La Caritas diocesana in Terra Santa
La Caritas Italiana, da decenni, sostiene progetti in Terra Santa, lavorando a stretto contatto con Caritas Gerusalemme e altri partner locali per fornire assistenza sanitaria, supporto psicologico e aiuti economici alle famiglie più vulnerabili. Attivi anche aiuti concreti per la Caritas locale negli ospedali di proprietà a Gaza City e Taybeh. “Chiediamo uno sforzo alle comunità parrocchiali, pur alle prese con spese di gestione sempre più gravose, perché la comunità ecclesiastica e dei fedeli davanti a una tale crisi umanitaria non possono non mettere in secondo piano le loro fatiche”, l’appello di don Roberto Trussardi, direttore della Caritas diocesana di Bergamo.
Come donare per la Terra Santa
Le offerte raccolte saranno impiegate per ristrutturare ed equipaggiare cliniche, fornire attrezzature mediche e garantire l’assistenza necessaria alle comunità colpite.

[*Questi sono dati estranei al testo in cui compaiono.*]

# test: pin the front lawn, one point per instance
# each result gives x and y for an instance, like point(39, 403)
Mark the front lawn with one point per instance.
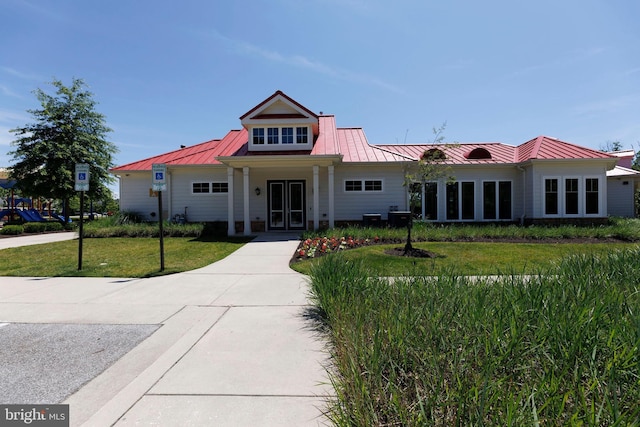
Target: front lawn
point(115, 256)
point(466, 258)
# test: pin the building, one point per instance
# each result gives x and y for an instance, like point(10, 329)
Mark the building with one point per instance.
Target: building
point(289, 168)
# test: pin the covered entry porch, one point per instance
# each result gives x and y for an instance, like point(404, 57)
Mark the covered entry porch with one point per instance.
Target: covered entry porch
point(280, 193)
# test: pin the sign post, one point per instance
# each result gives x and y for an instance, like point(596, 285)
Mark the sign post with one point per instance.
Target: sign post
point(159, 184)
point(81, 185)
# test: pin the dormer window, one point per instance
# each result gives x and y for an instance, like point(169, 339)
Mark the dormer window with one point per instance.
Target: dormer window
point(258, 136)
point(478, 154)
point(434, 155)
point(278, 136)
point(280, 124)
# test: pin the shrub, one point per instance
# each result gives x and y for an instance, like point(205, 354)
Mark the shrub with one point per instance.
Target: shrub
point(12, 230)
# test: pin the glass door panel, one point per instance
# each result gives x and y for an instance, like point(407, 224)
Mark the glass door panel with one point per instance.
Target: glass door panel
point(296, 205)
point(276, 205)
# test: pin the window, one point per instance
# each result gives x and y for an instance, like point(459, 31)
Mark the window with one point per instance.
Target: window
point(431, 201)
point(551, 196)
point(280, 135)
point(496, 200)
point(363, 185)
point(571, 196)
point(452, 201)
point(504, 200)
point(461, 200)
point(301, 135)
point(219, 187)
point(372, 185)
point(258, 135)
point(209, 187)
point(287, 135)
point(273, 135)
point(200, 187)
point(591, 196)
point(468, 200)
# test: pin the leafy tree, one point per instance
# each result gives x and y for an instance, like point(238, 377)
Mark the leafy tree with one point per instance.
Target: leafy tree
point(67, 131)
point(432, 166)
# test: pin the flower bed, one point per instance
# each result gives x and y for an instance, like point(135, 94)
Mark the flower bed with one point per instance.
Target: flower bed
point(311, 248)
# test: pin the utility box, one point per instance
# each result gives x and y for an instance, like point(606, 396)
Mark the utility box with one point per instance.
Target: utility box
point(398, 219)
point(371, 220)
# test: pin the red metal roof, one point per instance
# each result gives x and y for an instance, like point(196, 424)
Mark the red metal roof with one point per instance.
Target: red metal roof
point(547, 148)
point(540, 148)
point(352, 145)
point(204, 153)
point(458, 153)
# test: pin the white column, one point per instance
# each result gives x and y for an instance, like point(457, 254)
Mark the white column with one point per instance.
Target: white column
point(169, 198)
point(231, 227)
point(245, 200)
point(331, 196)
point(316, 198)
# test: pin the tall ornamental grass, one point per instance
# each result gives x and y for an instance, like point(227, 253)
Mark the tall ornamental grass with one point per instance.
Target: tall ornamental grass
point(625, 229)
point(554, 349)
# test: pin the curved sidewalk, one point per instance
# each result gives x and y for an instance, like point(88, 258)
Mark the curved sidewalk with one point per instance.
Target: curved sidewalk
point(235, 346)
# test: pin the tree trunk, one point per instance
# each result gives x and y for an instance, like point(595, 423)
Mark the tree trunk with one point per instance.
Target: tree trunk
point(408, 247)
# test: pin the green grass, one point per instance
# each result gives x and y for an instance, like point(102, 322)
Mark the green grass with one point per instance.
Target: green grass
point(558, 348)
point(115, 257)
point(625, 229)
point(467, 258)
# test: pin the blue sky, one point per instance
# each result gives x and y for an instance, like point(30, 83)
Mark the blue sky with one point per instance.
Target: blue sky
point(166, 73)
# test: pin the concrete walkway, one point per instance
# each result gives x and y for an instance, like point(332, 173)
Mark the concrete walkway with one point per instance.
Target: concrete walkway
point(234, 347)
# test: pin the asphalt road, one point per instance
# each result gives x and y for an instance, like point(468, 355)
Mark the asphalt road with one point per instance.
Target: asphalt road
point(45, 363)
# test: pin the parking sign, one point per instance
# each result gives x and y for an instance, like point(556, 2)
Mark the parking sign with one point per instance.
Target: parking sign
point(159, 173)
point(82, 177)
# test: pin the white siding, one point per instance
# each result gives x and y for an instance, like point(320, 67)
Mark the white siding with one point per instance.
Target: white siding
point(562, 170)
point(199, 207)
point(136, 196)
point(350, 206)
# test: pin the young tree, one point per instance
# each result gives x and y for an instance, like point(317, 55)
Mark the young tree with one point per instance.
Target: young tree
point(67, 131)
point(432, 166)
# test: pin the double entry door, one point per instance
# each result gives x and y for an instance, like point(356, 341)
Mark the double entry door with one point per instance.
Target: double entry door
point(287, 210)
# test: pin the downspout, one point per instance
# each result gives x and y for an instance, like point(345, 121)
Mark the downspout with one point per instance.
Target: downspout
point(524, 193)
point(170, 198)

Per chi desidera contribuire a questa causa, sono stati predisposti un conto corrente postale e quattro conti correnti bancari, con la possibilità di specificare la causale “Emergenza Terra Santa” per indirizzare correttamente il proprio sostegno. Ecco i dati per effettuare una donazione:
- Banca Popolare Etica: Iban – IT 24 C 05018 03200 00001 3331 111
- Banca Intesa Sanpaolo: Iban – IT 66 W 03069 09606 100000012474
- Banco Posta: Iban – IT 91 P 07601 03200 000000347013
- UniCredit: Iban – IT 88 U 02008 05206 000011063 119
- Conto Corrente Postale: Numero 347013
Queste iniziative rappresentano un’opportunità per le comunità parrocchiali e per tutti i cittadini di dimostrare solidarietà e supporto a chi vive momenti di estrema difficoltà, riaffermando il valore dell’aiuto reciproco e dell’impegno comune per la pace e la giustizia.